Microstructure parameters
The images of the three-dimensional reconstructions of the trabecular in the defects were clearly shown in Fig. 1 and the quantitative results were expressed as BV/TV, Tb.Th, Tb.N and Tb.Sp (Fig. 2). After treatment with PTH and β-TCP/collagene composite for 4 and 8 weeks, the microarchitecture parameters BV/TV, Tb.Th, Tb.N were significantly lower, and the microarchitecture parameters Tb.Sp were significantly higher than the control group (P < 0.05), and notable difference in BV/TV, Tb.Th, Tb.N and Tb.Sp was observed between group TPC and PTPC (P < 0.05). Moreover, PTH plus β-TCP/collagene composite treatment presented the strongest effect on BV/TV, Tb.Th, Tb.N and Tb.Sp regardless of treatment groups.
Biomechanical test
Results of biomechanical test of femoral condyles were expressed as ultimate load (Fig. 3). After treatment for 4 and 8 weeks, the biomechanical strength increased with time in all groups. At each observation time, the strongest effects on strength of femoral condyles were observed in the PTPC group. After treatment with PTH and β-TCP/collagene composite for 4 and 8 weeks, the ultimate load of CON, TPC and PTPC groups were significantly increased by 1.70-, 1.58- and 1.52-fold, and significant was observed among three groups (P < 0.05).
Histology analysis
At 4 and 8 weeks postsurgery, defects were filled with a thin, loose connective tissue with minimal new bone formation and much fatty marrow from group CON. At 4 weeks postsurgery, the defect sites were filled with little new bone formation and a greater number of residual biomaterials particles from group TPC, and more new bone formation and less residual biomaterials particles at 8 weeks. At 8 weeks, defect sites exhibited more bone formation from the defect margin to the center than was observed at 4 weeks from group PTPC, and much biomaterials appear to be resorbed (Fig. 4).
The percentage of remaining biomaterials and bone fill in the defects
The quantitative results were shown as the percentage of remaining biomaterials and bone fill in the defects (Fig. 5a, b). At 4 and 8 weeks, PTH decreased the percentage of remaining biomaterials from groups TPC and PTPC by 1.09- and 1.5-fold, respectively (P < 0.05); for analysis of the percentage of bone fill in the defects, the percentages of bone fill from groups TPC and PTPC were significantly decreasing by 1.61- and 2.07-fold (P < 0.05) at 4 weeks, and by 1.52- and 2.14-fold at 8 weeks, respectively, as compared to group CON at the same time points.
Discussion
In this study, 12 weeks were allowed to pass for the establishment of standard osteoporotic animal models by bilateral ovariectomy, and then we evaluated the bone-forming capacity of using β-TCP/COL composite and PTH on the distal femurs defect for 4 and 8 weeks; Histology and Micro-CT Analysis results showed combined application of single-dose local administration of PTH and β-TCP/COL composite showed stronger effects than β-TCP/COL composite alone on bone formation in osteopenic rats, with the strongest effects on defect healing and callus formation, and microarchitecture as well as biomechanical parameters.
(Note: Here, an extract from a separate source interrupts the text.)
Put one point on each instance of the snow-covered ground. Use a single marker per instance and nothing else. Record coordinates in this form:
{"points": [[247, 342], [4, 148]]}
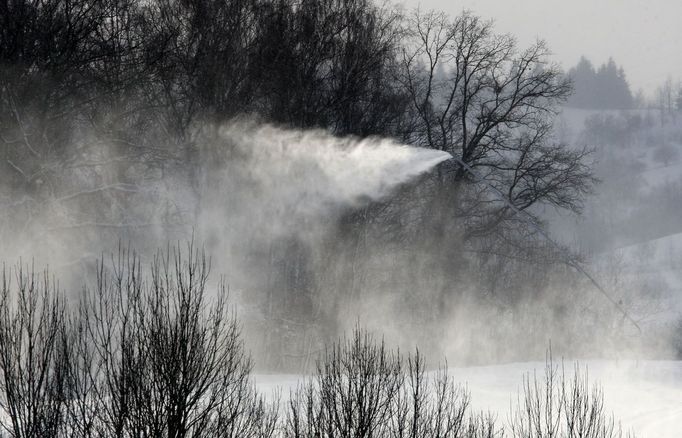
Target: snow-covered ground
{"points": [[645, 396]]}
PTH or β-TCP/collagene composite alone also increased defect healing compared to group control, although less than combination therapy. Our findings regarding the effect on new bone formation in the critical-sized osseous defects indicate that using a single-dose local administration of PTH together with β-TCP/COL composite would be promising as a method of achieving rapid and bone regeneration of osseous defects.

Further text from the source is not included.